First, we need our best priests in our most deprived parishes. It is still too often the case that wealthy market towns and inner London parishes will have vast queues of applicants whereas inner city and outer estates parishes away from the capital struggle to recruit. Why? Where is the ambition and the Gospel love for the poor? Times of renewal have always been characterised by a desire amongst Christians to live amongst and serve those whose lives are most challenged, and we need that spirit of self-giving love now more than ever before.
Second, we need planting strategies that prioritise the estates and the urban areas we have left behind. Instead of walking away from poorer communities we need to be working out sustainable and affordable ways to renew church life there, honouring the commitment made by General Synod in 2019 to have a loving, worshipping, serving Christian community on every significant estate in the nation. The Antioch project in the Diocese of Manchester is a good example of this.
Third, we need a holistic approach to evangelism. Tedious dichotomies such as service versus proclamation are far removed from the ministry of Jesus Christ who touched every single part of a person’s life: material, physical, spiritual, social. Healthy churches will hold together confident evangelism, generous service and a deep desire for justice in a coherent whole.

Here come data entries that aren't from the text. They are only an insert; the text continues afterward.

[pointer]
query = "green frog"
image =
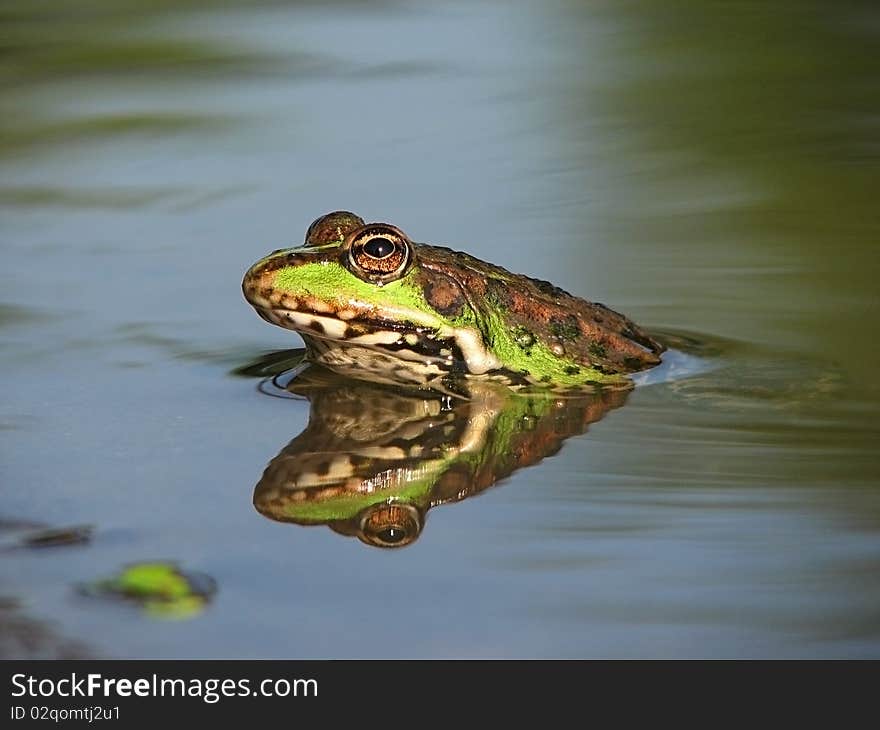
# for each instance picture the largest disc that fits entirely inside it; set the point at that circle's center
(370, 303)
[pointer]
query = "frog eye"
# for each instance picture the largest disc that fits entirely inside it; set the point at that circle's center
(390, 525)
(378, 252)
(332, 227)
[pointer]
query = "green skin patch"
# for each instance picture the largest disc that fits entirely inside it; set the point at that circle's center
(495, 445)
(161, 589)
(403, 302)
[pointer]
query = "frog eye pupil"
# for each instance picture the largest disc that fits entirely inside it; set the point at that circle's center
(392, 535)
(378, 248)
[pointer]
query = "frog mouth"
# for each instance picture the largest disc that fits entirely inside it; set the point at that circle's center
(404, 341)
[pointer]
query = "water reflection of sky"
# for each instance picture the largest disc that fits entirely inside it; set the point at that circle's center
(622, 152)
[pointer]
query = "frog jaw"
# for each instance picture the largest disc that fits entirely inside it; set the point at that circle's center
(340, 316)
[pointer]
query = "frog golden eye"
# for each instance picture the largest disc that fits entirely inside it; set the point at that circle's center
(378, 252)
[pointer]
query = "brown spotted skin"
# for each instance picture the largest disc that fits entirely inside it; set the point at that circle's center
(588, 333)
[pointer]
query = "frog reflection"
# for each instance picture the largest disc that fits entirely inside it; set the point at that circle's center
(374, 459)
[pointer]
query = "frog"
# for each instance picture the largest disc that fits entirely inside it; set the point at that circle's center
(372, 304)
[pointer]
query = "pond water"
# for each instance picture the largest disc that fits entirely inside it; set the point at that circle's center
(711, 173)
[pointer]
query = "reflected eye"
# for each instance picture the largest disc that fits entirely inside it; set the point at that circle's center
(390, 525)
(378, 252)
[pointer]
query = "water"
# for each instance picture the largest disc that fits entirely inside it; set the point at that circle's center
(711, 174)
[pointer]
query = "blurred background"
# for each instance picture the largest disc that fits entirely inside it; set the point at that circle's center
(710, 169)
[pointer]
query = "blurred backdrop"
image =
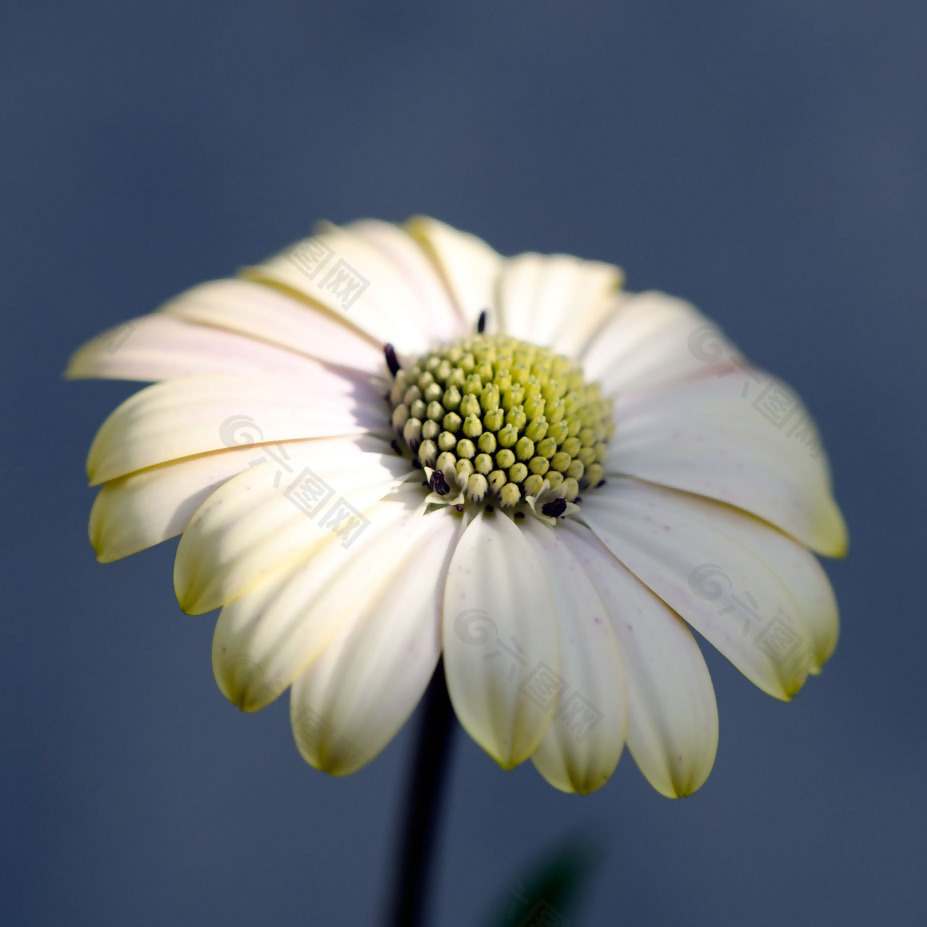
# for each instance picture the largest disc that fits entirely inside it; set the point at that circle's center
(767, 161)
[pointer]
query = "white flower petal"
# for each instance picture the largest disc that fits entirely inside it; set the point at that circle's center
(160, 347)
(265, 313)
(468, 266)
(793, 564)
(268, 637)
(672, 713)
(149, 506)
(436, 311)
(704, 437)
(195, 415)
(266, 517)
(726, 591)
(583, 744)
(499, 624)
(350, 702)
(651, 340)
(555, 300)
(348, 276)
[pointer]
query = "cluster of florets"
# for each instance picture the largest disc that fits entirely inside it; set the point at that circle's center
(504, 417)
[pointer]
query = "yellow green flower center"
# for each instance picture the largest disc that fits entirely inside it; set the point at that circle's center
(500, 417)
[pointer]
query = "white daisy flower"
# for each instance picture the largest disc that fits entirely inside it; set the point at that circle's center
(389, 444)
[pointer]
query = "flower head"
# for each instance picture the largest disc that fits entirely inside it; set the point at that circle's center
(389, 444)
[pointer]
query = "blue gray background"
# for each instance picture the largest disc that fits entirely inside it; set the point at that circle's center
(767, 161)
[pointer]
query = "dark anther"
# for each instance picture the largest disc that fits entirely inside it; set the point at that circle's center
(554, 509)
(391, 360)
(439, 484)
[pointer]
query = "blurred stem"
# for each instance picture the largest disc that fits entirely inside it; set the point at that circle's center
(421, 814)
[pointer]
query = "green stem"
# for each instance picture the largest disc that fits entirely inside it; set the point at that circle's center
(419, 826)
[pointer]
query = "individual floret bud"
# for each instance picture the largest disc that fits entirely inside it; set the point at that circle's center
(594, 474)
(412, 432)
(451, 398)
(477, 487)
(571, 446)
(400, 417)
(524, 449)
(497, 479)
(537, 428)
(509, 495)
(469, 405)
(539, 465)
(507, 436)
(504, 458)
(493, 420)
(546, 448)
(483, 463)
(466, 448)
(586, 455)
(472, 427)
(427, 453)
(533, 484)
(487, 442)
(576, 470)
(446, 461)
(518, 472)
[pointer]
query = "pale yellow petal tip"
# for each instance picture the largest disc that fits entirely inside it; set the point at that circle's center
(835, 540)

Fourth, we need a fair sharing of resources. God will not bless a church that is content to enshrine within its structures the chronic injustice which means that the inherited wealth of the Diocese of Liverpool works out at 79p per head of population whereas in the best off it is nearly £100. Nor is it acceptable that so many dioceses continue to treat Lowest Income Communities Funding as general income rather than passing it on to the deprived parishes for whom it is intended. It is a delusion to say we cannot afford the urban church when we sit on vast amounts of material wealth specifically intended for areas of deprivation but which we are using unjustly.
But above all we need an addiction to danger. We must yearn for the deep water. We need to be ready to risk everything. Because what actually are we afraid of? The Gospel teaches us that whoever loses their life for Christ’s sake will find it. If we risk everything, we will gain everything, and in any case nothing can take away from us the triumph of the cross or the worship of the Church.
Christ became poor that we might be made rich. When we have the courage to emulate that sacrificial love, then perhaps not just a nation but a world will sit up and take notice.
Rt Revd Philip North has been the Bishop of Burnley in the Diocese of Blackburn since February 2015. Previously he served in urban estates parishes in Hartlepool and Sunderland and was Team Rector of a large inner city Parish in Camden Town. He also spent six years ministering to pilgrims at the Shrine of Our Lady of Walsingham in Norfolk. He chairs the Church of England’s Estates Evangelism Task Group and is a member of the Company of Mission Priests.